With the Pittsburgh Steelers’ training camp for the 2015 season now in swing, it’s time to get down to the business of football. The time for “football in shorts” or “football-like” events is over as teams all around the league embark on their own personal journey for the upcoming season.
Although for just about every team the time leading up to the regular season and reflect a period of optimism, it’s also a period of great uncertainty, which means that there are a lot of questions that need to be answered before we know who or what a team truly is. It’s a process that can last well into the regular season.
One of those questions currently in the processing phase is, seemingly, whether or not the Steelers can get Antonio Brown off of punt return duties as he continues to emerge on offense, already firmly in the discussion for the best wide receiver in the league today.
It’s certainly true that in the past teams have used star players on returns. And the Steelers have been one of those teams recently with Brown in that role. But teams are seemingly more and more reluctant to expose their star players to the added chances for collision, especially as their salaries continue to rise.
Part of the issue has been that the Steelers have struggled to find a player adequate enough to replace him. He was a Pro Bowl returner, covering both kicks and punts, in 2011, totaling over 1000 yards in returns, but they took him off kick returns in 2012 as he entered the starting lineup.
Still, he has shown himself to be one of the better return men in the league. He returned his third punt for a touchdown last year, and also had a kick return for a touchdown in his first touch ever in the NFL.
Last season, seemingly in an effort to find out if they could finally wean him off punt returns as well, the Steelers refrained from exposing Brown to the role during the preseason, utilizing instead rookies Dri Archer and Martavis Bryant, neither of whom did particularly well.

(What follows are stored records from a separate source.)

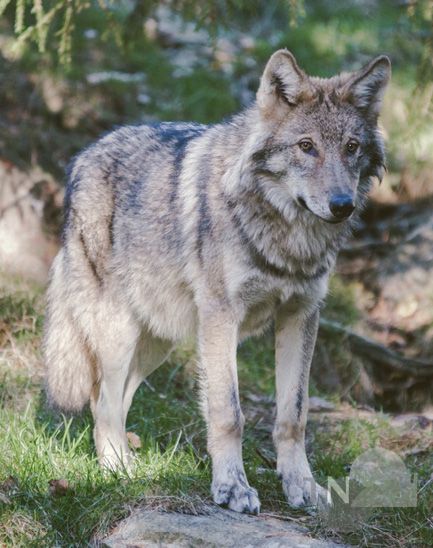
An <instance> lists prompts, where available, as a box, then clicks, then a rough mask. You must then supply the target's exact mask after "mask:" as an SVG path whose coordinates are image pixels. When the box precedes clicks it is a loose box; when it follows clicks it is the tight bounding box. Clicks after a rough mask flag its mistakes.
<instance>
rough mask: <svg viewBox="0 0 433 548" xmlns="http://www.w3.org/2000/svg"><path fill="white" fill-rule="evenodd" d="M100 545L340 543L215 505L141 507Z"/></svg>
mask: <svg viewBox="0 0 433 548" xmlns="http://www.w3.org/2000/svg"><path fill="white" fill-rule="evenodd" d="M102 545H103V546H107V547H113V548H114V547H115V548H126V547H128V546H134V547H135V548H139V547H143V548H144V547H146V548H152V547H155V548H156V547H163V546H164V547H176V548H177V547H200V548H203V547H229V546H230V547H236V548H242V547H245V548H246V547H254V546H260V547H263V548H265V547H266V548H280V547H281V548H282V547H286V546H287V547H302V548H310V547H311V548H313V547H314V548H316V547H317V548H332V547H337V546H342V545H341V544H336V543H333V542H330V541H322V540H317V539H314V538H312V537H311V536H310V535H309V533H308V531H307V530H306V529H305V528H303V527H300V526H297V525H294V524H292V523H288V522H287V521H282V520H278V519H275V518H272V517H267V516H266V515H261V516H248V515H245V514H237V513H235V512H231V511H230V510H223V509H221V508H216V507H213V506H212V507H210V506H208V507H206V509H205V513H204V514H202V515H188V514H180V513H175V512H164V511H162V510H149V509H140V510H138V511H136V512H135V513H133V514H132V515H131V516H130V517H129V518H127V519H125V520H124V521H122V522H121V523H120V524H119V525H118V526H117V527H116V529H115V530H114V531H113V532H112V534H111V535H110V536H108V537H107V538H105V539H104V540H103V543H102Z"/></svg>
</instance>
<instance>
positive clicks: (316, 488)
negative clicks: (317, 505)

Bryant had a long of 10 yards among his three punt returns. Archer returned five, with one negated by penalty. In all, the Steelers had just seven punt returns in four preseason games, totaling 20 yards for an average return of 2.9 yards.
Given those numbers, it’s no surprise that Brown was back out there for the season opener. In contrast, the Steelers averaged 26.1 yards on kick returns. But even though Brown didn’t work in the preseason games, he continued to work on his punts in practice.

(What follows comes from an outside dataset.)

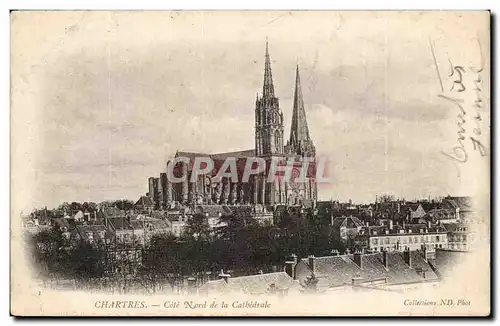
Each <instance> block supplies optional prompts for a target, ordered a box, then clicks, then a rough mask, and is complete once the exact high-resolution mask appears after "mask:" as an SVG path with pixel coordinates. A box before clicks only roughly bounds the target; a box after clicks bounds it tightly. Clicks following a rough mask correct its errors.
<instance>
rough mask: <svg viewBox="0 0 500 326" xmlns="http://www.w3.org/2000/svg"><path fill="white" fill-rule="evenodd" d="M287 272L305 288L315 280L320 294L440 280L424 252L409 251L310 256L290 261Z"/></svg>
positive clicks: (410, 283)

It’s still very early in the process, but so far through the first two days of training camp, the All-Pro receiver has not been in the return lines at all, which could certainly be an indication that the Steelers are committed to getting him off special teams barring pressing circumstances this season.
Archer has been on the front of the line so far as the team seeks to learn whether or not he can be the dynamic returner they expected him to be when they drafted him in the third round last year. Whether or not Brown ever gets back into the return line on a serious basis remains to be seen, but it is a storyline to follow.